Farina Changes Course, Says NYC Will Find Seats For Charter School Kids
NEW YORK (CBSNewYork/AP) -- After going through two stop signs, Mayor Bill de Blasio is now making a U-turn and reversing course on charter schools.
De Blasio has reversed a decision to kick Harlem Success Academy out of its space in a public school building that was promised to them by former Mayor Michael Bloomberg.
Schools Chancellor Carmen Farina also did an about-face Friday and said New York City is looking for additional space for the 194 mostly minority students, CBS 2's Marcia Kramer reported.
The flip-flop came after Farina said the school's students were "on their own.''
"I shouldn't have said it. The reality is, I had just come off a meeting, I had done a lot of things and they stick the mic in your face, but did I mean it? No," she said. "As of right now, we are looking for a place to put the children who would be displaced."
In a statement, Success Academy spokeswoman Kerri Lyon said school officials are glad to hear that Farina "has heard the pleas of families who desperately want this high-performing school to continue."
Top educators applauded the decision, Kramer reported.
"The city made a promise to these parents and students last year," Merryl Tisch with the NYS Board of Regents told Kramer.
"Last year the parents won a lottery and we all know what winning a lottery means -- how much it meant to them and you just can't pull the rug out from under them in the 11th hour," Tisch said.
De Blasio did allow 14 other charter schools to keep space given to them by Bloomberg.

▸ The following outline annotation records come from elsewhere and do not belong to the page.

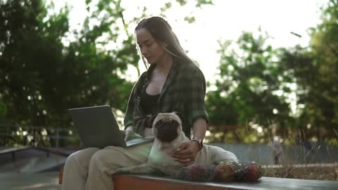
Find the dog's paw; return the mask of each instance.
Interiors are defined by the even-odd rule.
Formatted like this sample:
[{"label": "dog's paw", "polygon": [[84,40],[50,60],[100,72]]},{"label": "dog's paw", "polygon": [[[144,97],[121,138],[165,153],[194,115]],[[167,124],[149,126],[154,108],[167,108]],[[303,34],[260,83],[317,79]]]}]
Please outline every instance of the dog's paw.
[{"label": "dog's paw", "polygon": [[130,174],[130,171],[128,169],[121,167],[121,168],[118,168],[118,170],[115,170],[114,174],[118,175],[118,174]]}]

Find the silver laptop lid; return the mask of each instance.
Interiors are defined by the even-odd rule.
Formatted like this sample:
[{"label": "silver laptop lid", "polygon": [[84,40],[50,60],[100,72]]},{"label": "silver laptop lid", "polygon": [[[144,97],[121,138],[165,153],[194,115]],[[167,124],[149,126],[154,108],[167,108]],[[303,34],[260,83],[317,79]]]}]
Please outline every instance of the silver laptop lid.
[{"label": "silver laptop lid", "polygon": [[84,147],[127,146],[109,106],[68,110]]}]

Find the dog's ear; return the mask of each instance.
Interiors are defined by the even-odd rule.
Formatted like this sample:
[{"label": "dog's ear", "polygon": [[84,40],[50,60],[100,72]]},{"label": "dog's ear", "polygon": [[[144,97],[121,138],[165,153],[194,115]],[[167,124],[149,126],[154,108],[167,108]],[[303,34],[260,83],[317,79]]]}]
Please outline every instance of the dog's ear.
[{"label": "dog's ear", "polygon": [[153,125],[154,120],[155,120],[155,118],[157,117],[158,115],[158,113],[151,115],[151,117],[150,117],[151,125]]},{"label": "dog's ear", "polygon": [[174,113],[177,115],[178,118],[180,118],[180,120],[181,120],[181,122],[183,122],[183,115],[180,112],[177,111],[174,111]]}]

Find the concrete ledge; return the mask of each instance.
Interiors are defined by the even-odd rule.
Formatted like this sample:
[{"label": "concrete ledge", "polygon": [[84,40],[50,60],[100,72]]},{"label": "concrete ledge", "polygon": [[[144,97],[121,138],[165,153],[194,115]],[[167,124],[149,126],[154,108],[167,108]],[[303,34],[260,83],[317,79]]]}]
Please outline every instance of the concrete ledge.
[{"label": "concrete ledge", "polygon": [[[63,169],[60,170],[59,184],[62,184]],[[114,189],[147,190],[214,190],[214,189],[263,189],[263,190],[337,190],[338,181],[308,180],[263,177],[254,182],[192,182],[166,177],[137,175],[116,175],[112,177]]]}]

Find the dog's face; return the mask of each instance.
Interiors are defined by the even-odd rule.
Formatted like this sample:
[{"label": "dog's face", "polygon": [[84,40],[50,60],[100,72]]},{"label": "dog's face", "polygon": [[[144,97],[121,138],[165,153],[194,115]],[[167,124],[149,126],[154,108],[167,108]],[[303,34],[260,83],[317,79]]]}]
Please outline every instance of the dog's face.
[{"label": "dog's face", "polygon": [[153,134],[162,142],[171,142],[181,133],[182,122],[175,113],[158,113],[153,122]]}]

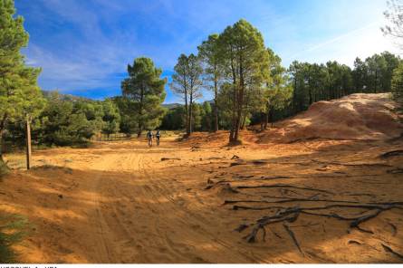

Earlier this week, thousands of parents, students, teachers and charter school advocates took part in pro-charter rally in Albany.
De Blasio made no personal comment and did not take press questions about the flip-flop during a seminar on his pre-K issue Friday, but praised his wife Chirlaine McCray's work on the issue, Kramer reported.
Some charter officials raised doubts about whether new space would actually be found, but a de Blasio spokesman insisted this is a "good faith effort to solve the problem," Kramer reported.